Hadir dalam kegiatan ini, Kepala Kantor Kemenag Kabupaten Tuban, didampingi Plt. Kasi Pendidikan Madrasah beserta jajaran JFU Seksi Pendma, serta para Pengawas RA.
Apresiasi Pemerintah terhadap Tata Kelola RA
Dalam sambutannya, Kepala Kemenag Tuban menyampaikan apresiasi tinggi terhadap pengelolaan dana di lingkungan madrasah dan RA. Beliau menegaskan bahwa pemerintah memandang tata kelola dana BOP di RA sudah berjalan sangat luar biasa dan terstandar dengan baik.
”Pemerintah tidak pernah membedakan status guru RA. Kalian adalah bagian tak terpisahkan dari Kementerian Agama, yang merupakan satuan kerja (satker) terbesar dan paling ‘gemuk’ secara struktur dan jangkauan,” tegasnya.
Sebagai bentuk nyata perhatian pemerintah, saat ini kualifikasi S1 dan sertifikasi bagi guru RA terus didorong. Pemerintah juga telah menaikkan tunjangan Inpassing sebagai bentuk kesejahteraan guru.
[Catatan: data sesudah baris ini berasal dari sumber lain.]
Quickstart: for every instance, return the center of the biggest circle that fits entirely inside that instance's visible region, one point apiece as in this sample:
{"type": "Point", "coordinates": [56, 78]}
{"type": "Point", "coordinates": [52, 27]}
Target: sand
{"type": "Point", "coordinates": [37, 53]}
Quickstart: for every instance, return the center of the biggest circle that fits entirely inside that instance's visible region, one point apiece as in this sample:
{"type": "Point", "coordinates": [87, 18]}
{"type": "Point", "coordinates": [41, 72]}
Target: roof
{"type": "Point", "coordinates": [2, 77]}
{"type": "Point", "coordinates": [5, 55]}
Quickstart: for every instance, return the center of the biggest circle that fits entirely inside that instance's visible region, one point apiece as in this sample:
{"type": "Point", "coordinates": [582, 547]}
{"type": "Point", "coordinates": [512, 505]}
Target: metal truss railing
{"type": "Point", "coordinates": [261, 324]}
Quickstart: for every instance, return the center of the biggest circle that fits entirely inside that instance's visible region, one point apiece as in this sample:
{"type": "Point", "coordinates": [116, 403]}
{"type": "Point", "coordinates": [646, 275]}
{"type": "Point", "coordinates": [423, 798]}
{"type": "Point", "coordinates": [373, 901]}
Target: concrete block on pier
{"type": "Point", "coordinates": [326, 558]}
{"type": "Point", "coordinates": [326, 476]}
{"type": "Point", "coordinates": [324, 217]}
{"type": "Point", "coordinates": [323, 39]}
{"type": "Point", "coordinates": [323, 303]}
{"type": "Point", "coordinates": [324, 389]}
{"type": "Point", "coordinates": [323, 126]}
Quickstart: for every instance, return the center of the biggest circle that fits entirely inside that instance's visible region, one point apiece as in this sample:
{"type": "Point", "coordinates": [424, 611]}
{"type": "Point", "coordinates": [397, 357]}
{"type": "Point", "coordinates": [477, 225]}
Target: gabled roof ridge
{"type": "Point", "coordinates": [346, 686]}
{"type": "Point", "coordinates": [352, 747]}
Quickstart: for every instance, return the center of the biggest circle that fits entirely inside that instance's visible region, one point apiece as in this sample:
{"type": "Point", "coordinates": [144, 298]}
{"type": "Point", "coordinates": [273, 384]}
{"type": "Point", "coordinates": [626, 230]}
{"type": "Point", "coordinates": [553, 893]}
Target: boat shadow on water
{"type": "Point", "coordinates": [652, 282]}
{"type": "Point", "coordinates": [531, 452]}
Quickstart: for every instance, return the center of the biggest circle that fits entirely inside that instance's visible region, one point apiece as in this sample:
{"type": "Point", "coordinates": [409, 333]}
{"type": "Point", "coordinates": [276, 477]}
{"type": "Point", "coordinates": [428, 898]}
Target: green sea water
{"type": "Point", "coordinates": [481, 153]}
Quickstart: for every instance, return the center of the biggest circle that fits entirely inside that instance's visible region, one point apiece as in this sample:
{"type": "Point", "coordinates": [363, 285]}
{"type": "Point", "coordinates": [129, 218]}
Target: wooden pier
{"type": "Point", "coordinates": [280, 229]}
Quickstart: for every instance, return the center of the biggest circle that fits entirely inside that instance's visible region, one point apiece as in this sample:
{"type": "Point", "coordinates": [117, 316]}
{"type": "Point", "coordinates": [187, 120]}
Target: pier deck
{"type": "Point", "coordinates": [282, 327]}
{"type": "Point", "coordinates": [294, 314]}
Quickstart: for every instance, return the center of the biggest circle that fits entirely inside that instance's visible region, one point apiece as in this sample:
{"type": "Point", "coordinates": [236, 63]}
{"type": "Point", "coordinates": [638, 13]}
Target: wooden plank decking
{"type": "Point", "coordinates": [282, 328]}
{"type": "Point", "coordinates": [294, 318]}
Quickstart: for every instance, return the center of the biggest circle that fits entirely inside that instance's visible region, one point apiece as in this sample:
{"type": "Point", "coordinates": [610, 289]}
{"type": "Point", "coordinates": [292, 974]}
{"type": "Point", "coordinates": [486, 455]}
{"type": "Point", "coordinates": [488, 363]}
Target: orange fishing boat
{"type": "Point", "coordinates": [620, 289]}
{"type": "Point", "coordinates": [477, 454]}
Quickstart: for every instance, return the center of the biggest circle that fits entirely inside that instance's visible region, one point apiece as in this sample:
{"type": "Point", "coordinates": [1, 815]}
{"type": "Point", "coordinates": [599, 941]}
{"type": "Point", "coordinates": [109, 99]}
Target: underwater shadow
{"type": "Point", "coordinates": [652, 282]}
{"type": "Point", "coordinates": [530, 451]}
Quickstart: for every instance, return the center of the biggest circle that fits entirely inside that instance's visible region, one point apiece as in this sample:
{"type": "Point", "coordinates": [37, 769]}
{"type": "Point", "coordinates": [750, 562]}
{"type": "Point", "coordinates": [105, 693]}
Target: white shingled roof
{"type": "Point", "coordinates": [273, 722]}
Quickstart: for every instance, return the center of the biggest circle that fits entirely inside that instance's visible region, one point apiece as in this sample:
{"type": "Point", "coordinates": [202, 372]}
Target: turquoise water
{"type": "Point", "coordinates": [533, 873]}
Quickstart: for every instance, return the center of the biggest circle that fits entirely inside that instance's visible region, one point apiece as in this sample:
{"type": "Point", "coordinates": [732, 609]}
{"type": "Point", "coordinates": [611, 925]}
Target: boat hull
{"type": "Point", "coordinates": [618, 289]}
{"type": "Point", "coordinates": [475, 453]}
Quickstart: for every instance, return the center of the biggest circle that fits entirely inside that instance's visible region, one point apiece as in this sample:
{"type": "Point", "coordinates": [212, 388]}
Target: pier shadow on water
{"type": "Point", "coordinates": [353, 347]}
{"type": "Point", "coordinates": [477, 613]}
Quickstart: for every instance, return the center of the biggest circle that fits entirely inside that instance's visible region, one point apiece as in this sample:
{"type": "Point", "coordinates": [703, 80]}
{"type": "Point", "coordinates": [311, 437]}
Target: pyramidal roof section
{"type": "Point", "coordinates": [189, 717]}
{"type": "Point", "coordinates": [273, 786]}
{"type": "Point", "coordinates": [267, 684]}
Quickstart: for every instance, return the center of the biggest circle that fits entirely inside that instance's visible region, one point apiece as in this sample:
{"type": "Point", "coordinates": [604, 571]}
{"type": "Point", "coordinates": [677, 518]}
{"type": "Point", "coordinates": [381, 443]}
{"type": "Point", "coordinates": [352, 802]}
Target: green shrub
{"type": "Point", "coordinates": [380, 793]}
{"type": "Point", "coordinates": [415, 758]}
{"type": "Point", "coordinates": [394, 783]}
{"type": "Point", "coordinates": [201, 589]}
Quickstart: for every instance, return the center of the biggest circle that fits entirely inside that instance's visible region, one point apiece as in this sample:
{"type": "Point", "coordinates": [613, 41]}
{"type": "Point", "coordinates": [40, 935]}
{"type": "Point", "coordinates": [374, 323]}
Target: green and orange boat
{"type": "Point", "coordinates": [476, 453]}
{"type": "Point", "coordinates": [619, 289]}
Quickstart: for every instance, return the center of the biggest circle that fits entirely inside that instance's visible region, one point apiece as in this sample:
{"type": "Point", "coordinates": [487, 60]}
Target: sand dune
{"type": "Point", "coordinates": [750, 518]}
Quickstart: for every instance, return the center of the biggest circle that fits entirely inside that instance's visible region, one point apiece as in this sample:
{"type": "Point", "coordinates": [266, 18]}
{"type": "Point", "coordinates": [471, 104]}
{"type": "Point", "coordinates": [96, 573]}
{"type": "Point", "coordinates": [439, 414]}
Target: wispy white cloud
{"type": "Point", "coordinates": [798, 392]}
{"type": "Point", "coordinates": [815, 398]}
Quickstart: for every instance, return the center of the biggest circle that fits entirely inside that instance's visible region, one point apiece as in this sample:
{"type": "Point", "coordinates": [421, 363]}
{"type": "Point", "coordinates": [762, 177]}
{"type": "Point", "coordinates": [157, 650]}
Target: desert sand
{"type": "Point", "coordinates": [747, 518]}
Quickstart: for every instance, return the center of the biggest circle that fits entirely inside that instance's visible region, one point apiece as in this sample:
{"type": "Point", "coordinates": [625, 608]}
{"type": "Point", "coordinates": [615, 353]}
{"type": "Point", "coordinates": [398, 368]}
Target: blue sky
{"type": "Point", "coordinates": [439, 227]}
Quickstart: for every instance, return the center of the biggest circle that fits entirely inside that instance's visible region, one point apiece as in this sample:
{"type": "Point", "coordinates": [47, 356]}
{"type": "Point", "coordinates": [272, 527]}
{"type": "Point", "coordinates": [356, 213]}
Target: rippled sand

Beliau berpesan agar para guru senantiasa ikhlas dan mensyukuri apa yang telah diberikan Pemerintah melalui Kementerian Agama.
Sejalan dengan Asta Protas Kementerian Agama, lembaga pendidikan di bawah naungan Kemenag diharapkan menjadi satuan pendidikan yang Unggul, Ramah, dan Terintegrasi.
Beberapa poin penting yang ditekankan dalam pembinaan ini meliputi:
- Pemetaan Lembaga: Pengawas dapat memetakan lembaga binaan yang unggul melalui visi dan misi yang jelas.
- Anugerah Madrasah Inovasi: Lembaga wajib mengambil program inovasi yang mencakup aspek Literasi, Entrepreneur, dan Smart.
- Kurikulum Berbasis Cinta: Penerapan pola didik yang humanis dan penuh kasih sayang.
- Satuan Pendidikan Ramah Anak (SRA): Mengimplementasikan juknis SRA secara ketat untuk menekan angka perundungan (bullying) baik verbal maupun non-verbal.
- Sinergi Penyuluh Agama: Memberikan ruang bagi Penyuluh Agama untuk masuk ke RA guna memberikan edukasi mengenai pencegahan stunting, Moderasi Beragama, dan Keluarga Sakinah.
Sebelum mengakhiri sambutan, beliau juga menekankan tentang Kedisiplinan dan Amanah. Juknis Terkait teknis keuangan, ditegaskan agar penggunaan dana BOP wajib sesuai dengan Petunjuk Teknis (Juknis) yang berlaku demi peningkatan mutu lembaga. Selain itu, dukungan penuh terhadap program Kelompok Kerja Raudhatul Athfal (KKRA) karena merupakan amanah dari Keputusan Direktur Jenderal Pendidikan Islam nomor 5852 Tahun 2020.
Kegiatan ini diharapkan mampu memacu semangat 234 lembaga RA di Tuban untuk terus meningkatkan kompetensi guru dan disiplin kerja, demi mencetak generasi emas yang berkarakter dan islami.